Amelioration of intestinal colitis by macrophage migration inhibitory factor isolated from intestinal parasites through Toll‐like receptor 2

Summary In a previous study, we cloned type II MIFs (As‐MIF) from Anisakis simplex 3rd stage larva and expressed a recombinant protein that suppressed allergic airway inflammation via regulatory T (CD4 + CD25 + Foxp3 + T; T reg )‐cell recruitment. In this study, in an effort to evaluate the function of rAs‐MIF on another immune disease, we induced intestinal inflammation in mice using dextran sodium sulphate (DSS) with or without the application of rAs‐MIF treatment to the mice. As a consequence, weight losses were recovered, and the value of disease activity index (DAI) was reduced by rAs‐MIF treatment during the experimental period.

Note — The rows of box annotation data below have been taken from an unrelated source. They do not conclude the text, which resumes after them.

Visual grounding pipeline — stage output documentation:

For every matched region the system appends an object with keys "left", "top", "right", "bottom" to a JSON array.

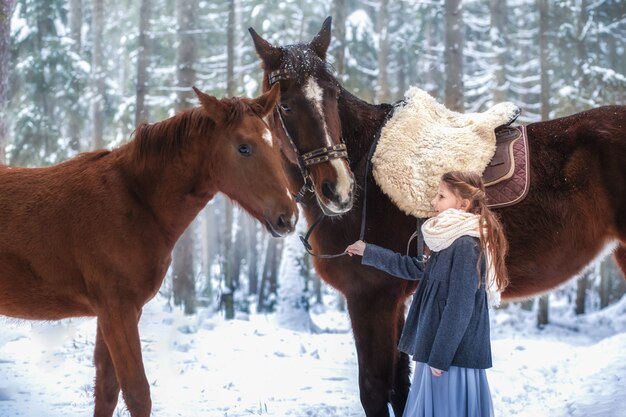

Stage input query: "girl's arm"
[
  {"left": 348, "top": 242, "right": 424, "bottom": 281},
  {"left": 428, "top": 237, "right": 479, "bottom": 371}
]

The levels of TGF‐β and IL‐10 in the spleens and mesenteric lymph nodes (MLN) from the rAs‐MIF‐treated mice were higher, but the levels of IFN‐γ, IL‐6 and IL‐13 were lower than those of the mice treated with DSS but not with rAs‐MIF. Additionally, the T reg cells observed were greatly increased in the MLNs of the rAs‐MIF‐treated mice than those of mice not treated with rAs‐MIF. The results of our in vitro experiments showed that the elevated IL‐10 production induced by rAs‐MIF was generated via toll‐like receptor 2. In conclusion, rAs‐MIF appears to ameliorate DSS‐induced colitis and may prove useful as a therapeutic agent for the treatment of intestinal inflammatory disease.